On 1 June 2018, Professor Yufei Tao from the Department of Computer Science and Engineering at the Chinese University of Hong Kong will be Rasmus Pagh’s BARC guest and give a talk at BARC.

Title

Entity Matching with Active Monotone Classification 

Abstract

Given two sets of entities X and Y, entity matching aims to decide whether x and y represent the same entity for each x in R and y in Y. As the last resort, human experts can be called upon to inspect every (x, y), but this is expensive because the correct verdict could not be determined without investigation efforts dedicated specifically to the two entities x and y involved. It is therefore important to design an algorithm that asks humans to look at only some pairs, and renders the verdicts on the other pairs automatically with good accuracy. 

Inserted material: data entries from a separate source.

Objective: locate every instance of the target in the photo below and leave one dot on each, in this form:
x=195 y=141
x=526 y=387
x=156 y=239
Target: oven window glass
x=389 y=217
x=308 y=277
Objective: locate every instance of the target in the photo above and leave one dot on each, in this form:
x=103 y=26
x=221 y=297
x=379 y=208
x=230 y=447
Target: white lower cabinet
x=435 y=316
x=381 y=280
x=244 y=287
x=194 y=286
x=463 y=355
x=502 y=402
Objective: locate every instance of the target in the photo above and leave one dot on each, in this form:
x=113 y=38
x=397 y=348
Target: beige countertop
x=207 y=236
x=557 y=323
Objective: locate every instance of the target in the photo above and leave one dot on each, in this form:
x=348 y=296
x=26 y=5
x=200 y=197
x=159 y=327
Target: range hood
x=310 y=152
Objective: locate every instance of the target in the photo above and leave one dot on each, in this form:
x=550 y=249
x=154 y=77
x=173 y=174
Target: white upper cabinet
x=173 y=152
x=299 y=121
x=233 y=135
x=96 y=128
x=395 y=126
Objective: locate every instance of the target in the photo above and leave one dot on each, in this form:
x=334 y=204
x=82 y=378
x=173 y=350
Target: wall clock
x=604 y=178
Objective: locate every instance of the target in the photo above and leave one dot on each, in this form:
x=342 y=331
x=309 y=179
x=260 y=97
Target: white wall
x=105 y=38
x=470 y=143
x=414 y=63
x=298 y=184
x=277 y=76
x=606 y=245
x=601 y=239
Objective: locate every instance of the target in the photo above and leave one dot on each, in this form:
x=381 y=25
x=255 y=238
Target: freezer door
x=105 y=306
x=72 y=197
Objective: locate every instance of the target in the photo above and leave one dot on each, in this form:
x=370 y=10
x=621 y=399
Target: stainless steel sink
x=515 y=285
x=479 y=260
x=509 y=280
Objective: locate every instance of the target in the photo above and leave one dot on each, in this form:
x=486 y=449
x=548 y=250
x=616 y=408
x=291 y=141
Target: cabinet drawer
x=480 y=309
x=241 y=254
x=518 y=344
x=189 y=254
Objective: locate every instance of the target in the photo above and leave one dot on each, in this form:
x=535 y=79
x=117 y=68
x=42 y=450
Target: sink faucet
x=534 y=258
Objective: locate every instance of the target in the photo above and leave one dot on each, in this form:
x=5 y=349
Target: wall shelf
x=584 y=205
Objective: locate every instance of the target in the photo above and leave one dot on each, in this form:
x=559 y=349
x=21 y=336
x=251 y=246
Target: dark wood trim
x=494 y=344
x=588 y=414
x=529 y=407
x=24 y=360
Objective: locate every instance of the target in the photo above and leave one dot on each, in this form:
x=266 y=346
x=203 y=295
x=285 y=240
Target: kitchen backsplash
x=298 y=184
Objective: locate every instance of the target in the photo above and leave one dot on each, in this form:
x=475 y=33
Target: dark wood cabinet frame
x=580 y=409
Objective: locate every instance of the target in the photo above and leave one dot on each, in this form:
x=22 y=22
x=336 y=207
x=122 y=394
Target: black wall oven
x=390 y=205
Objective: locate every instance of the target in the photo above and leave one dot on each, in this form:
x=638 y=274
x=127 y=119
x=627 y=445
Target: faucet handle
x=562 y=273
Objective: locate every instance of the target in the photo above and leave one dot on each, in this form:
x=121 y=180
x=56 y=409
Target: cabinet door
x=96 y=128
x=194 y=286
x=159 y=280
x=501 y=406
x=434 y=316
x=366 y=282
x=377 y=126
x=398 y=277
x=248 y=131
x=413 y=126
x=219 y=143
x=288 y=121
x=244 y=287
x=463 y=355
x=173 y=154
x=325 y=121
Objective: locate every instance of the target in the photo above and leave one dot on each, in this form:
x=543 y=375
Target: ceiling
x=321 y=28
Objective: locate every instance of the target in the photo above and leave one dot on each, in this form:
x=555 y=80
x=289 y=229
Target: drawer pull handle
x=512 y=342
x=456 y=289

At the core of most (if not all) existing approaches is the following classification problem. The input is a set P of points in d-dimensional space, each of which carries a binary label: 0 or 1. A classifier F is a function that maps d-dimensional points to {0, 1}. The objective is to find a classifier that captures the labels of a large number of points in P.

In this paper, we cast the problem as an instance of active learning where the goal is to learn a monotone classifier F, namely, F(p) >= F(q) holds whenever the coordinate of p is at least that of q on all dimensions. In our formulation, the labels of all points in P are hidden at the beginning. An algorithm A can invoke an oracle, which discloses the label of a point p in P chosen by A. The algorithm may do so repetitively, until it has garnered enough information to produce F. The cost of A is the number of times that the oracle is called. The challenge is to strike a good balance between the cost and the accuracy of the classifier produced.

We describe algorithms with non-trivial guarantees on the cost and accuracy simultaneously. We also prove lower bounds that establish the asymptotic optimality of our solutions for a wide range of parameters.

Bio

Yufei Tao is a Professor in the Department of Computer Science and Engineering, Chinese University of Hong Kong. He served as an associate editor of ACM Transactions on Database Systems (TODS) from 2008 to 2015, and of IEEE Transactions on Knowledge and Data Engineering (TKDE) from 2012 to 2014. He served as a PC co-chair of International Conference on Data Engineering (ICDE) 2014. He gave a keynote speech at International Conference on Database Theory (ICDT) 2016. He received the best-paper awards at SIGMOD in 2013 and  2015, respectively, and a Google Faculty Research Award in 2017. He is an ACM distinguished scientist. His current research aims to develop "small-and-sweet" algorithms: (i) small: easy to implement for deployment in practice, and (ii) sweet: having non-trivial theoretical guarantees.